物を大事にしない自分が、よくぞ40年もの間私と共に居てくれる事を感慨深く思う。
1mほどの横長の紙を折り畳んだだけの紙片であるが、今改めてじっくり見ると紙の裏表に
有名な般若心経や座禅和讃や四弘誓願の他に食事の前後に読むお経など12の経文が載っている。
規則に厳しい割に、居士林ではこれら細々としたお経に関しては別段、間違えようが、ちゃんと覚えてなくとも
叱られることはなかった。当時老師は、『居士は経典など覚えんでもいい…』というような感じであった。
だから、『修養聖典』を両手に挟んで読んでもいい時以外は、先輩や指導してくれる雲水が唱えるお経を、私たちは
耳から聞いて口まねで唱えていたのであるから、いまだに意味がよくわからないお経もある。

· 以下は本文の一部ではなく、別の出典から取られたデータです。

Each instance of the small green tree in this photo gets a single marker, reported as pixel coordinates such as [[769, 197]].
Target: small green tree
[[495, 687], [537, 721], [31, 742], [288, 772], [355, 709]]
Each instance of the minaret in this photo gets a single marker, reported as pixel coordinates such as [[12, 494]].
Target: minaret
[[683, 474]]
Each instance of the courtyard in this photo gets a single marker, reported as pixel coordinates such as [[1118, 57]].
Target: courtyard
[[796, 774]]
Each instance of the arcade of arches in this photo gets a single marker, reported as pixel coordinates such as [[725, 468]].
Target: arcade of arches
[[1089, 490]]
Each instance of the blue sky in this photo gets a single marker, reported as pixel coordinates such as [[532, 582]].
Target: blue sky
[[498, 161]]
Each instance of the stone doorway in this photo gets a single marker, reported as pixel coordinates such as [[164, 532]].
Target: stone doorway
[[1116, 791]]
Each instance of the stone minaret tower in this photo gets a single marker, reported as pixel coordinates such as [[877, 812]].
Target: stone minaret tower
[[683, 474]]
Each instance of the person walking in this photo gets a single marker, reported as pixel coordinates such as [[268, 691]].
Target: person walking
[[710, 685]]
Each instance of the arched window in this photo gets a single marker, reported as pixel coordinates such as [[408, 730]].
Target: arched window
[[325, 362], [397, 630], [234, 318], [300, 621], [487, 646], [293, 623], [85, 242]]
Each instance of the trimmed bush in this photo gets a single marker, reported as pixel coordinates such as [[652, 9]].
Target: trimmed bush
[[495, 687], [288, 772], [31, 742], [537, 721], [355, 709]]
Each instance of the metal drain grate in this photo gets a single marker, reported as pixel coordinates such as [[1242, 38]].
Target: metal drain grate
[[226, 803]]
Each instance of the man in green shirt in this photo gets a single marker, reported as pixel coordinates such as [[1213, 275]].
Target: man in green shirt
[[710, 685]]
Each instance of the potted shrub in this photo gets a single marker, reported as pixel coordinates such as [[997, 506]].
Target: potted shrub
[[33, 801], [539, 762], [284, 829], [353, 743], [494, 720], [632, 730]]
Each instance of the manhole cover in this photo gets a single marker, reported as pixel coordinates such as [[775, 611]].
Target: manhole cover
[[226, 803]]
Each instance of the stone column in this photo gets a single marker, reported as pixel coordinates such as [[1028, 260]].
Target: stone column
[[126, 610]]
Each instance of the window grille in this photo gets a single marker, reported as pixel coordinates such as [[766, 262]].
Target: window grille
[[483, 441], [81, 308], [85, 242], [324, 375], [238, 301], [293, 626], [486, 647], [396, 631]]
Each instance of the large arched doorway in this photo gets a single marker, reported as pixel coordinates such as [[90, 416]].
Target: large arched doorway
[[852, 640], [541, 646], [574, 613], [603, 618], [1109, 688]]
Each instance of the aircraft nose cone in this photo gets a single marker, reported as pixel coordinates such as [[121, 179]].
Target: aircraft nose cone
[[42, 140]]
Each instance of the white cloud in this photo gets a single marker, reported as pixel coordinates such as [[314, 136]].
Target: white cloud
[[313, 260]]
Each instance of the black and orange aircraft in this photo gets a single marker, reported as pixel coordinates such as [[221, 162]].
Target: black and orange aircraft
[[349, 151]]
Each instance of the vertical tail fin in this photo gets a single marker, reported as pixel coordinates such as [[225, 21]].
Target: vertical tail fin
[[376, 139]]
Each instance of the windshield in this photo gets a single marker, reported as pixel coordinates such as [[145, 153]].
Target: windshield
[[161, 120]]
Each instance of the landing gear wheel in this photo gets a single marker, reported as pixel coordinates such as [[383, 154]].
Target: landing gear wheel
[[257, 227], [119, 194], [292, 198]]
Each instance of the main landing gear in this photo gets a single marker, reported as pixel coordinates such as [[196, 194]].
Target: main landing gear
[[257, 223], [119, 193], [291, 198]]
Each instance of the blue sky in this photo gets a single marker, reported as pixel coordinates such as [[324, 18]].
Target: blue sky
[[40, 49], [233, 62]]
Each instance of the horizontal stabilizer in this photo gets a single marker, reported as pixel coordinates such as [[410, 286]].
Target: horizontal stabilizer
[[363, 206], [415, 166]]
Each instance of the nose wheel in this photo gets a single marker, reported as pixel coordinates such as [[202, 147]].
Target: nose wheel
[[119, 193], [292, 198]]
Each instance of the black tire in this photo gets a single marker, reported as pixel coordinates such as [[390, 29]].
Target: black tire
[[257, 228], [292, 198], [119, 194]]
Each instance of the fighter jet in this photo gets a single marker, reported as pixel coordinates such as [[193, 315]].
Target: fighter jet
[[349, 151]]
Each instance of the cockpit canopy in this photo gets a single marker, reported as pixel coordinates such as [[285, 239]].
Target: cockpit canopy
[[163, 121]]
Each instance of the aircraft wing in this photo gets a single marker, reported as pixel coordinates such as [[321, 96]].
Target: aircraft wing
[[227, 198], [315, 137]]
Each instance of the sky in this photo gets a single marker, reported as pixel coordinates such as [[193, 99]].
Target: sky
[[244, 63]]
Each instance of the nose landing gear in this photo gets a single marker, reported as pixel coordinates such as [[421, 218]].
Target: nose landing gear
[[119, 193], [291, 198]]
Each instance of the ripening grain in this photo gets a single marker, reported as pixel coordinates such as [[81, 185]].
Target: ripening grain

そんな中に禅寺を卒業(中退?)してから、あるお経の文句に、つくづく本当にその通りであるなぁ…としみじみ思う一句がある。
それは『開経偈カイキョウゲ』という経文であるが
『無上甚深微妙の法は 百千万刧にも遭いおうこと難し 我今見聞し 受持することを得たり
願わくば如来の真実義を解し奉らんことを』・・・というのだ。
(一刧とは百年に一回、天女が降りてきて衣で撫で減らす岩山の時間単位)
仏法というものには百千万刧にもなかなか、出会うことは難しい・・・と言っている。
私のような北海道の田舎育ちの猿が、よくぞ仏法に出会ったと思う時、この経文の一文をしみじみと噛みしめるのだ。
いや、出会った人も沢山いるだろうが、仏法を『有り難い』・・・と心から思える時期を持つ人はどれほどいるだろうか…。
この『修養聖典』を頂いた当時は、何にも分けも分からずただただオウムのように唱えていただけであったし
これについての説明など一切ないのだから、当時から40年後の私が今更『有り難い』などとは仏様でも想定外であろう。
いつもカッコいい菩薩の像を好むが、布袋様はあのスマートな『弥勒菩薩』の化身だそうであるが
娑婆で活動するには布袋姿がより親しみやすい…とはいえる。